The Unix programs used a shared library to provide some optional functionality and this had been working fine on Linux/Solaris. The shared library performed some asynchronous functions, like logging, and used pthreads to provide the threading model. I wanted to extend the target architectures supported to include the Windows platform.
There were three possible approaches that I considered.
1) Use cygwin [1] to give a "Linux API emulation layer" or "Linux-like environment" on Windows. Alan Griffiths (and others) object to Cygwin describing itself as an 'emulation'; be that as it may Cygwin does provide a very familiar environment for programmers coming to Windows from Unix.
2) Use pthreads-win32 [2] to provide the threading functions I needed on Windows (this library is LGPL-licensed)
3) Port the codebase to use Windows APIs.
The first approach was the easiest, as the make files and compiler settings were compatible with Linux, but it required target machines to have cygwin installed. I wasn't entirely sure I wanted this restriction (apparently you can get away with copying a single DLL but I've not been able to verify that this is officially supported). The second approach seemed better: pthreads-win32 is a fairly mature library which seems to have a good record and it can be linked with the program or shipped as a single DLL to the target machines.
The last approach was not favourable as there was quite an overhead in producing (and maintaining) a separate code base for two different platforms. Obviously I could abstract away some of these differences - but this would effectively be trying to write the code for one of the first two approaches on my own!
However problems occurred with a program which dynamically loaded the sharable library. The program worked fine until it unloaded the library, at which point it just hung. Ctrl-c and Ctrl-break didn't stop it either; I had to use task manager to kill the process. One of the times I was killing the program this way I noticed that the column for 'Threads' (selectable using View->Select Columns->Thread count) was showing four threads not the two I was expecting. Further investigation revealed that the thread count went up by one each time I pressed Ctrl-c or Ctrl-break. What was going on?

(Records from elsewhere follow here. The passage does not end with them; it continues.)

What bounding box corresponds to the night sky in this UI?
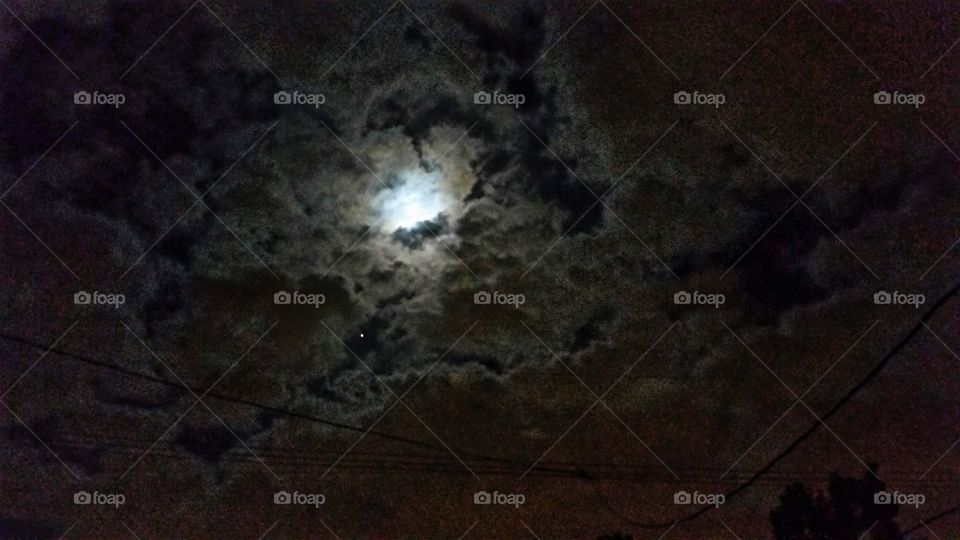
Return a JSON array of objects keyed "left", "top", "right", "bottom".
[{"left": 0, "top": 0, "right": 960, "bottom": 540}]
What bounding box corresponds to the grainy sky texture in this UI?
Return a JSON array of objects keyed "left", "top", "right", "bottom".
[{"left": 0, "top": 0, "right": 960, "bottom": 539}]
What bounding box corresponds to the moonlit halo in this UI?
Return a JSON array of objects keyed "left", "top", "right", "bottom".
[{"left": 374, "top": 171, "right": 457, "bottom": 233}]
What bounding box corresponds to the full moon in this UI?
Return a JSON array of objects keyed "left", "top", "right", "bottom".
[{"left": 374, "top": 171, "right": 457, "bottom": 232}]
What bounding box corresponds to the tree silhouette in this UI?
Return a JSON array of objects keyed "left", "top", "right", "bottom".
[{"left": 770, "top": 464, "right": 900, "bottom": 540}]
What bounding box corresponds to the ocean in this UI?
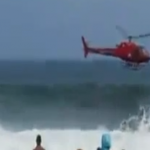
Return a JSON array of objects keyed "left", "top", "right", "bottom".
[{"left": 0, "top": 60, "right": 150, "bottom": 150}]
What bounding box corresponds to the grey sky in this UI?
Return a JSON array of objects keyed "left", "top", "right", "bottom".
[{"left": 0, "top": 0, "right": 150, "bottom": 59}]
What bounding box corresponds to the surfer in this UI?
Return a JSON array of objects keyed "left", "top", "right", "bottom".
[
  {"left": 97, "top": 134, "right": 111, "bottom": 150},
  {"left": 33, "top": 135, "right": 45, "bottom": 150}
]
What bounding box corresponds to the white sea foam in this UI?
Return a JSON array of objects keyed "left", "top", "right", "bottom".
[{"left": 0, "top": 105, "right": 150, "bottom": 150}]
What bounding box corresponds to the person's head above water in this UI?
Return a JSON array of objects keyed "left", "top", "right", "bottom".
[
  {"left": 36, "top": 134, "right": 42, "bottom": 145},
  {"left": 101, "top": 134, "right": 111, "bottom": 150}
]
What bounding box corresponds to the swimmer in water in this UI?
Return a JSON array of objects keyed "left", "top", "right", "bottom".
[
  {"left": 97, "top": 134, "right": 111, "bottom": 150},
  {"left": 33, "top": 135, "right": 45, "bottom": 150}
]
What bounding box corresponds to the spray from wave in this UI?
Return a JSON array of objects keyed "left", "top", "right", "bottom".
[{"left": 0, "top": 107, "right": 150, "bottom": 150}]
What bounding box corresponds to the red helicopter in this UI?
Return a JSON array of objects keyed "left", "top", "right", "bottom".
[{"left": 81, "top": 26, "right": 150, "bottom": 70}]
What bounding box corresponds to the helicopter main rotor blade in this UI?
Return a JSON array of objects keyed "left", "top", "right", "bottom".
[
  {"left": 116, "top": 26, "right": 129, "bottom": 38},
  {"left": 132, "top": 33, "right": 150, "bottom": 39}
]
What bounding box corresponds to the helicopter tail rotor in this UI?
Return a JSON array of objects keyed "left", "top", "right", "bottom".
[{"left": 116, "top": 26, "right": 150, "bottom": 42}]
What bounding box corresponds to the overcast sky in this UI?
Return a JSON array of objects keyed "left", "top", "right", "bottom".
[{"left": 0, "top": 0, "right": 150, "bottom": 59}]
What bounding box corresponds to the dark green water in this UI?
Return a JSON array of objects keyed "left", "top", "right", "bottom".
[{"left": 0, "top": 61, "right": 150, "bottom": 128}]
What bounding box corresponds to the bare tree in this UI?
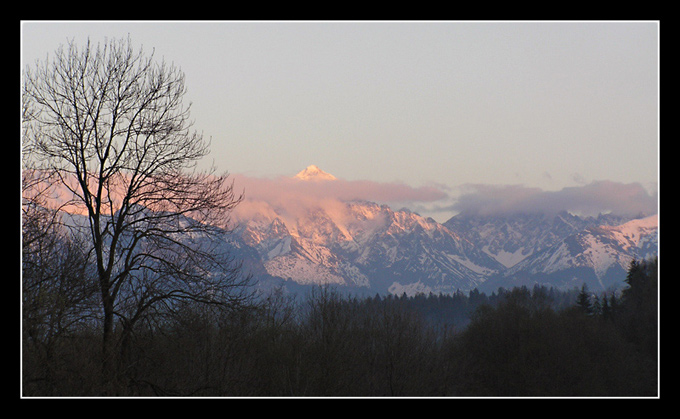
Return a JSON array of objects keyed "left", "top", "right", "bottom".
[{"left": 24, "top": 39, "right": 254, "bottom": 394}]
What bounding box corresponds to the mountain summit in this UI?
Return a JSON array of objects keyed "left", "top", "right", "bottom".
[{"left": 295, "top": 165, "right": 336, "bottom": 180}]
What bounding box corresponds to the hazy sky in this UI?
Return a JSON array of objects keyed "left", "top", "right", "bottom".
[{"left": 21, "top": 21, "right": 659, "bottom": 221}]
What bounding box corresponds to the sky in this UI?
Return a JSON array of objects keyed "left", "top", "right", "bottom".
[{"left": 21, "top": 21, "right": 659, "bottom": 222}]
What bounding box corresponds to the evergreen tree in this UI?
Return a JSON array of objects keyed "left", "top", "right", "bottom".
[{"left": 576, "top": 284, "right": 593, "bottom": 314}]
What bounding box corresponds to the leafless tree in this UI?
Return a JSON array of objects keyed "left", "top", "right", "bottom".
[{"left": 23, "top": 39, "right": 254, "bottom": 394}]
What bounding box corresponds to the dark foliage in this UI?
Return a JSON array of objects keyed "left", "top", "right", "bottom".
[{"left": 22, "top": 260, "right": 658, "bottom": 397}]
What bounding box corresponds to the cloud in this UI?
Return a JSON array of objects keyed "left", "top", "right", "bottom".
[
  {"left": 451, "top": 181, "right": 658, "bottom": 215},
  {"left": 233, "top": 175, "right": 448, "bottom": 220}
]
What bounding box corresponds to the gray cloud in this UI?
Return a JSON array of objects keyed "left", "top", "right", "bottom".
[{"left": 451, "top": 181, "right": 658, "bottom": 215}]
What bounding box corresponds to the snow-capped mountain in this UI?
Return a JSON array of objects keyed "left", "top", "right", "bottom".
[
  {"left": 295, "top": 164, "right": 337, "bottom": 181},
  {"left": 39, "top": 166, "right": 658, "bottom": 295},
  {"left": 483, "top": 215, "right": 658, "bottom": 290},
  {"left": 235, "top": 201, "right": 503, "bottom": 293},
  {"left": 230, "top": 166, "right": 658, "bottom": 295}
]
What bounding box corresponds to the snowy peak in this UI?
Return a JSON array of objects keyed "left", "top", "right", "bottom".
[{"left": 295, "top": 165, "right": 337, "bottom": 181}]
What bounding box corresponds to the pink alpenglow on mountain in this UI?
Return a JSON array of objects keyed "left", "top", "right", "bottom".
[{"left": 295, "top": 165, "right": 337, "bottom": 181}]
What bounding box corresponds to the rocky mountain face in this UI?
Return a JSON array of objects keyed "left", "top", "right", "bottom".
[{"left": 234, "top": 182, "right": 658, "bottom": 295}]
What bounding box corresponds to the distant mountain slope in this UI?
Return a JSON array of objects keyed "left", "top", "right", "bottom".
[{"left": 483, "top": 215, "right": 658, "bottom": 290}]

It looked like some sort of multi-threaded deadlock was occurring and my initial thought was that I had found a bug in pthreads-win32. So I decided to try out cygwin, hoping that this environment would not have the same problem. I was fairly quickly able to compile my sharable library and test program using gcc on cygwin. I discovered though that the behaviour of the program was exactly the same - even down to creating extra threads when I typed ctrl-c - so it looked like something more complicated was going on than just a bug in pthreads-win32.
I tried to attach the Visual Studio 2003 debugger to the hung process, but wasn't able to get it to connect successfully. It simply didn't debug - and if I tried to break into the process I got a dialog box saying "Unable to break into the process 'testwindows.exe'. Please wait until the debugee has finished loading, and try again."
I tried again, this time starting testWindows.exe under the debugger rather than attaching when the program surfaced. When it hung I tried to break into the program and got a message box saying "The process appears to be deadlocked (or is not running any user-mode code). All threads have been stopped." I was however able to view the list of threads - one thread was inside thread_join() and the other was inside __endthreadex.
I abandoned the Visual Studio debugger as it wasn't helping me resolve the issue and reached for a different tool - WinDbg. This is one of the Microsoft Debugging Tools [3] and gives a lower level, but sometimes more informative, view of your process than the Visual Studio toolset. This time I hit paydirt. When the test program hung I attached Windbg and got the following couple of lines embedded in the output from the debugger:
Break-in sent, waiting 30 seconds...
WARNING: Break-in timed out, suspending.
This is usually caused by another thread holding the loader lock
I executed the Windbg command "!locks" and it displayed the following:
CritSec ntdll!LdrpLoaderLock+0 at 77FC2340
LockCount 2
RecursionCount 1
OwningThread f38
EntryCount 2
ContentionCount 2
*** Locked
Scanned 102 critical sections
At this point the debugging session had provided enough information for me to understand what was the cause of the problem.
The Windows API uses a per-process lock internally (as the output from windbg shows this lock is defined inside ntdll.dll, the lowest level user-space library in the system). This critical section is locked while loading and unloading sharable libraries and this same lock is also used during thread exit. (There is more information about this lock on msdn [4].)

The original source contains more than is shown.